Shares of Bilibili (BILI 3.10%) were moving higher today even though there was no news out on the Chinese digital entertainment company. Instead, the stock seemed to surge on a "risk-on" day in the market, as treasury yields fell and investors piled back into tech stocks after a sell-off over the last few weeks.
As of 11:52 a.m. EST, Bilibili stock was up 10.2%, while the Nasdaq had jumped 3.4%. Chinese stocks were also surging, with the iShares MSCI China ETF up 3.8%.
Bilibili has tracked alongside other popular growth stocks in recent months as shares nearly quadrupled from November to February before pulling back sharply in recent weeks.
Like other mobile gaming stocks, Bilibili has seen strong growth during the pandemic. In its fourth-quarter earnings report, which came out in February, revenue jumped 91% to $588.5 million, and average monthly paying users more than doubled to 17.9 million.

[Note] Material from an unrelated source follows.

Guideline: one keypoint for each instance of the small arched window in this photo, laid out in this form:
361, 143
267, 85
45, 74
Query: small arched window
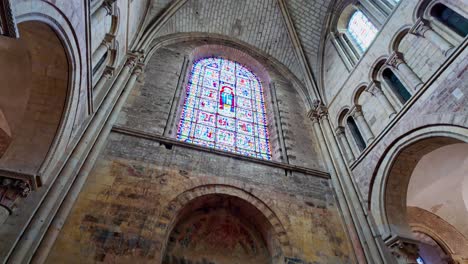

Growth stocks like Bilibili have been highly sensitive to bond yields in recent weeks as rising interest rates and inflation expectations have lifted discount rates on growth stocks, bringing their valuations down. Even after the pullback, Bilibili trades at a price-to-sales ratio around 20 and the company is unprofitable, meaning shares are still expensive.
The benchmark 10-year Treasury yield is still near historic lows, around 1.5%, and is likely to move higher over the long term. But taking that into perspective, it's better to judge Bilibili on its fundamentals. Given the strong momentum the company is carrying into 2021, the long-term opportunity looks promising, though investors should keep one eye on the bottom line to make sure the company is taking steps to profitability.